A bispartisan group of US Congresspeople have called on ICANN to stop bowing to Governmental Advisory Committee meddling.
Showing characteristic chutzpah, the governmental body advises ICANN that advice from governments should be viewed less deferentially in future, lest the GAC gain too much power.
The members wrote (pdf):
Recent reports indicate that the GAC has sought to increase its power at the expense of the multistakeholder system. Although government engagement in Internet governance is prudent, we are concerned that allowing government interference threatens to undermine the multistakeholder system, increasing the risk of government capture of the ICANN Board.
The letter was signed by 11 members of the House Judiciary Subcommittee on Courts, Intellectual Property and the Internet, which is one of the House committees that most frequently hauls ICANN to Capitol Hill to explain itself.
Most of the signatories are from the Republican majority, but some are Democrats.
It’s not entirely clear where they draw the line between “engagement” and “interference”.
The letter highlights two specific pieces of GAC input that the signatories seem to believe constitute interference.
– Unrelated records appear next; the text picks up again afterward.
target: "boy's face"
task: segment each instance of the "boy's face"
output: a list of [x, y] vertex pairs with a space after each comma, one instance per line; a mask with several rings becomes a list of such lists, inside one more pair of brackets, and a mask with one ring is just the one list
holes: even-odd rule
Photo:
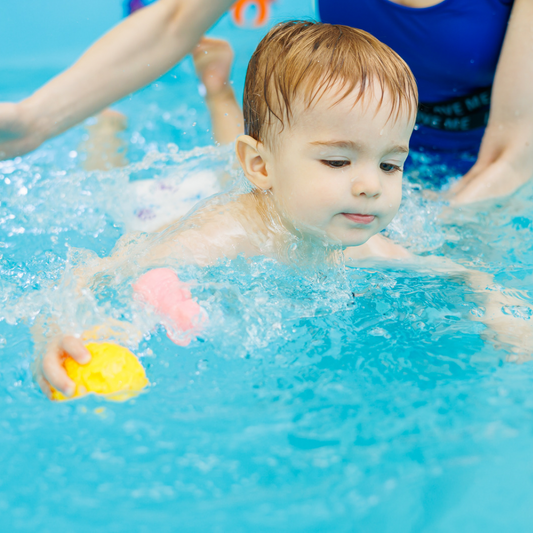
[[280, 214], [306, 233], [343, 246], [364, 244], [394, 218], [414, 121], [389, 118], [392, 102], [366, 94], [326, 93], [311, 108], [294, 107], [290, 126], [266, 153]]

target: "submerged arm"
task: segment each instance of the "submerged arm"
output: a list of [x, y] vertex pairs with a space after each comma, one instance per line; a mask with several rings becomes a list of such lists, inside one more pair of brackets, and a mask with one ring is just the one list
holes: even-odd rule
[[533, 2], [515, 0], [479, 157], [452, 190], [453, 203], [505, 196], [533, 176], [532, 51]]
[[231, 4], [159, 0], [126, 18], [32, 96], [0, 104], [0, 159], [34, 150], [164, 74]]

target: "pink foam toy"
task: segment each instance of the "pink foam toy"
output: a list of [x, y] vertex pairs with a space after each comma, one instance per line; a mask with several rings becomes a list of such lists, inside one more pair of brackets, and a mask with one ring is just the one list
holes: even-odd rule
[[133, 285], [135, 298], [161, 317], [169, 339], [187, 346], [194, 331], [207, 321], [207, 314], [191, 297], [187, 283], [170, 268], [154, 268]]

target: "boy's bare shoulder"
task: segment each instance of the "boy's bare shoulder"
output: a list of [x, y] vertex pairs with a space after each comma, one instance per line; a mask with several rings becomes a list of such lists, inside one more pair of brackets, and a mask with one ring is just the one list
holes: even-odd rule
[[368, 263], [371, 260], [412, 260], [413, 254], [403, 246], [392, 242], [378, 233], [361, 246], [350, 246], [344, 250], [344, 256], [350, 264]]
[[257, 255], [264, 232], [251, 195], [220, 195], [165, 230], [164, 240], [172, 255], [186, 251], [194, 262], [207, 265], [224, 257]]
First, the GAC’s objection to Amazon’s application for .amazon. The letter says this objection came “without legal basis” and that ICANN “succumbed to political pressure” when it rejected the application.
In reality, the GAC’s advice was consensus advice as envisaged by the Application Guidebook rules. It was the US government that succumbed to political pressure, when it decided to keep its mouth shut and allow the rest of the GAC to reach consensus.
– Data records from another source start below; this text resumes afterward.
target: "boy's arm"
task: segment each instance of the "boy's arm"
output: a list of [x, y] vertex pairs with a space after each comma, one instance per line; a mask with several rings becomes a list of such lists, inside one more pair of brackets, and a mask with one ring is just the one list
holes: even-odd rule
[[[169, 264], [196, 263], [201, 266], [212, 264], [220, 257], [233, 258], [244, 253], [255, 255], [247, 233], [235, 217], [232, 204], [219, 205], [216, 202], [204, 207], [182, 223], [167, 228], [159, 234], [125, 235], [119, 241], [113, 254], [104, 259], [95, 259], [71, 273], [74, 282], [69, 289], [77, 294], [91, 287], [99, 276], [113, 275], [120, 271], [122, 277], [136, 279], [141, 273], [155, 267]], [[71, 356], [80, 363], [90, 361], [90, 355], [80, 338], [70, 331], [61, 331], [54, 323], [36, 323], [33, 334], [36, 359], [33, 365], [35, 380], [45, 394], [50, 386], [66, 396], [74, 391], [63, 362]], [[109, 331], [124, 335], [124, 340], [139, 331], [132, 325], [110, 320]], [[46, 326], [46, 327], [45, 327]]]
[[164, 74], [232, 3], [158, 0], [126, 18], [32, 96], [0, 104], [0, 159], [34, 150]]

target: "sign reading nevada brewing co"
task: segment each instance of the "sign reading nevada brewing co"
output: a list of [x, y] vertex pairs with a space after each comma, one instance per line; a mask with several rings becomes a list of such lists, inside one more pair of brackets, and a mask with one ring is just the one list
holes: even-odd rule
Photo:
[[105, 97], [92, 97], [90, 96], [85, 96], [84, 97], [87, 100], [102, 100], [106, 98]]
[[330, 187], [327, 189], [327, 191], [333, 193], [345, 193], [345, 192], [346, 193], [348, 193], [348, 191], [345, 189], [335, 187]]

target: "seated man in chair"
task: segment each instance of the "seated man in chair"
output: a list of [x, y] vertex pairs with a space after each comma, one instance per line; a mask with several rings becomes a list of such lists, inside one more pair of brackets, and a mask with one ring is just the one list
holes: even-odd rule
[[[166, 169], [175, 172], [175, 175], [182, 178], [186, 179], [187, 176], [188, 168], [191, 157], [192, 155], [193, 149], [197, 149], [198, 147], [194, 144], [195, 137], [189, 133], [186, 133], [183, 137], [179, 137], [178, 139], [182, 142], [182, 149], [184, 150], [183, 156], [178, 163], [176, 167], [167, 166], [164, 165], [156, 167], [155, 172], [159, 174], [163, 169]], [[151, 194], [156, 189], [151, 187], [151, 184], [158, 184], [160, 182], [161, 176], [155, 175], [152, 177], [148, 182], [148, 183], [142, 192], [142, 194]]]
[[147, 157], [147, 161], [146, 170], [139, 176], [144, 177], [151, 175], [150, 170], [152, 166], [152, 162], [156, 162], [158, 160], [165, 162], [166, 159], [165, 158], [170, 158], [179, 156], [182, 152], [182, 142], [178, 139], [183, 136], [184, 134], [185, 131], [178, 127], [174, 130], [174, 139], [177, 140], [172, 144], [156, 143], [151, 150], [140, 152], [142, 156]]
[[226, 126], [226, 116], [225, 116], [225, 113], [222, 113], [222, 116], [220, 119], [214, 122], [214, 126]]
The one thing the GAC did wrong was filing its .amazon objection outside of the window envisaged by the Guidebook, but that’s true of almost every piece of advice it’s given about new gTLD applications.
Second, the Congresspeople are worried that the GAC has seized for its members the right to ban the two-letter code representing their country from any new gTLD of their choosing.
I’ve gone into some depth into how stupid and hypocritical this is before.
The letter says that it has “negative implications for speech and the world economy”, which probably has a grain of truth in it.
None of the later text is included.